恩に報いるために
口は人に優しい言葉をかけるために使おう。
目は人のいい所を見つけるために使おう。
耳は人の話を最後まで聞くために使おう。
手足は人の役に立てるように使おう。
心は人の傷みがわかるために使おう。
これは不慮の事故で半身まひとなった教師が、受け持つ生徒に向けた卒業式でのはなむけの言葉である。
人はそれまでの当たり前が当たり前でなくなった瞬間、これまでの有難さに気付かされる。よく「有難う」の反対語は「当たり前」と聞くが、だから「有ることが難しい」と書くのだろうか。
私たちは自分一人の力だけでは生きてはいけない。それぞれの命は身の周りから享受される恩あればこそで、それは産み育ててくれた親の慈愛、師への敬慕や友情などの人に世話となる人恩もあれば、衣食住をはじめとする数限りない物質の恩恵、物恩あってのことだが、でも、それ以上に忘れてならないのが神恩、知らぬうちに恵まれている親神様(おやがみさま)の御守護、「ご恩」なのである。
最近、恩という言葉を聞くことが少なくなった気がするが、私が育った昭和のテレビは、「この恩知らずがっ!」「この親不孝者っ!」と言って、親が子の頬を打つシーンはおなじみであった。
ずっと以前に、「水を飲む人は井戸を掘った人のことを忘れてはならない」と聞いた。生きる上で食べたり飲んだりできるのは、その陰での人の働きがあるから「お陰さま」と言うのかも知れないが、幼き日、「お米という字は、八十八の手間暇がかかっているから、あの漢字になったのよ」と、優しく教えられた家族だんらんの様子が思い出される。
『稿本天理教教祖伝』に、末娘のこかん様が、
「お母さん、もう、お米はありません。」
と言ったところ、教祖は、
「世界には、枕もとに食物を山ほど積んでも、食べるに食べられず、水も喉を越さんと言うて苦しんでいる人もある。そのことを思えば、わしらは結構や、水を飲めば水の味がする。親神様が結構にお與え下されてある。

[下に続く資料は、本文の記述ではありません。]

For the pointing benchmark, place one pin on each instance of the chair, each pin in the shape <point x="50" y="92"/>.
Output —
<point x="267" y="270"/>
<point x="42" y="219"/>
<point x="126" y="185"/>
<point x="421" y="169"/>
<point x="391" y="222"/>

」
第三章「みちすがら」40貢
と、くずおれそうな子供の心を励まされたと記されてある。
今思えば亡き両親からも、「〇〇のお陰」と、いつも言われていたことに気付く。五体満足が当たり前と思っている時は、不自由な世界は想像しにくいものだが、この当たり前に対する「有難い」の感謝の心を忘れず、また、それを多くに伝えることを当たり前に遠慮しないでおきたい。
大恩忘れて小恩送るような事ではならんで。